Staff Writer, CNET News.com
Merrill Lynch is the prize in an increasingly competitive tug-of-war between Cisco Systems and Avaya over emerging Net phone services.
Earlier this week, both companies announced they are supplying the financial management powerhouse with Internet-based telephony equipment.
Cisco originally deployed VoIP, or voice over Internet Protocol, gear at Merrill Lynch in 2000. But in July 2003, the company replaced some of that gear in its main New Jersey office and an office in Japan with equipment from Avaya.
Cisco announced on Tuesday during its quarterly conference call that it was back in the Merrill Lynch account. More than 14,000 financial advisors in 600 branch offices will use Cisco's VoIP gear.

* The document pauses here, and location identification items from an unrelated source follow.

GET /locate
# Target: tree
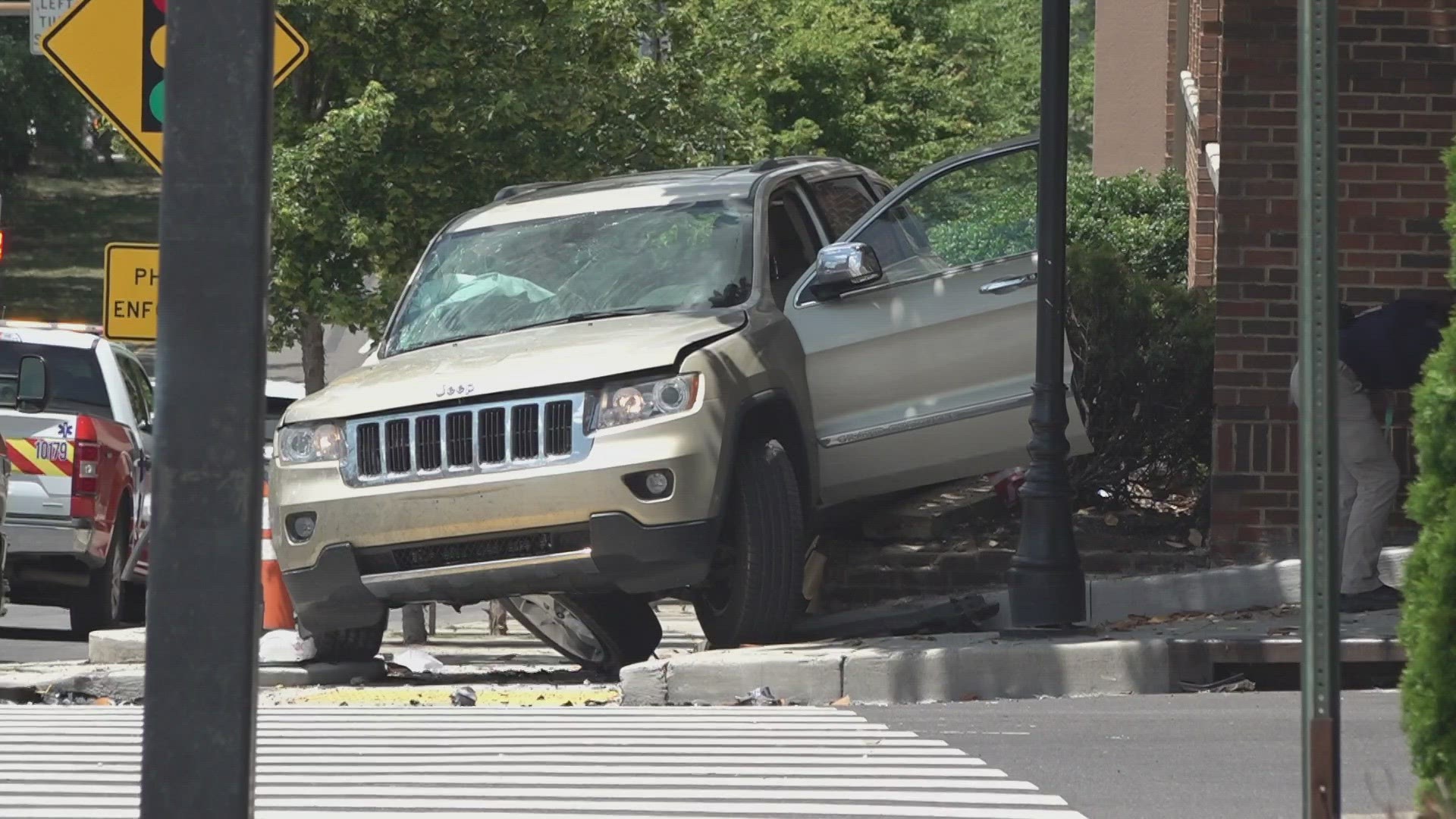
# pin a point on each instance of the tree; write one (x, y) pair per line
(413, 111)
(1429, 617)
(36, 96)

On Wednesday, Avaya followed Cisco and announced it has expanded its contract with the brokerage firm. It said Merrill Lynch will use its S8700 IP telephony products in Merrill Lynch's corporate offices worldwide. These include facilities in Australia, Brazil and several locations in the United States—including the company's world headquarters in New York City. Between 15,000 and 18,000 Merrill Lynch employees will use the Avaya IP telephony system, said Lou D'Ambrosio, group vice president for Avaya.
"I think it would be insincere to say we wouldn't have liked to have been chosen for the branch office deployment," he said. "Merrill Lynch is an extremely well-managed and sophisticated company. We are happy to be expanding our relationship with them to deliver IP telephony globally."
VoIP technology uses the Internet to carry calls over the same network that companies use to carry their data traffic. Because the calls are routed over their corporate networks instead of the regular telephone network, companies such as Merrill Lynch, with branches throughout the world, can significantly cut costs.
The split in the Merrill Lynch account between Avaya and Cisco shows just how competitive the IP telephony landscape has become. Both companies have announced strong growth in their IP telephony businesses. During Cisco's most recent conference call, CEO John Chambers said the company's VoIP business had grown 40 percent from the same quarter a year earlier. Avaya on its quarterly conference call said its IP telephony business has grown 57 percent since the same period a year ago.
The two companies have taken different approaches to the IP telephony market. Cisco, which comes from an IP data networking background, does not have a traditional TDM telephony offering. Its product solution requires companies to replace their old PBXs and digital telephones with its CallManager software and Cisco IP phones.
Avaya, a spinoff of AT&T spinoff Lucent Technologies, has a heritage of selling traditional telephone equipment that goes back more than 100 years. Many of its IP customers are also traditional telephony customers. As a result, Avaya's voice over IP offering is designed to let customers slowly migrate toward IP while maintaining their existing phone infrastructure.
Merrill Lynch declined to comment on the specifics of its contracts with either Cisco or Avaya.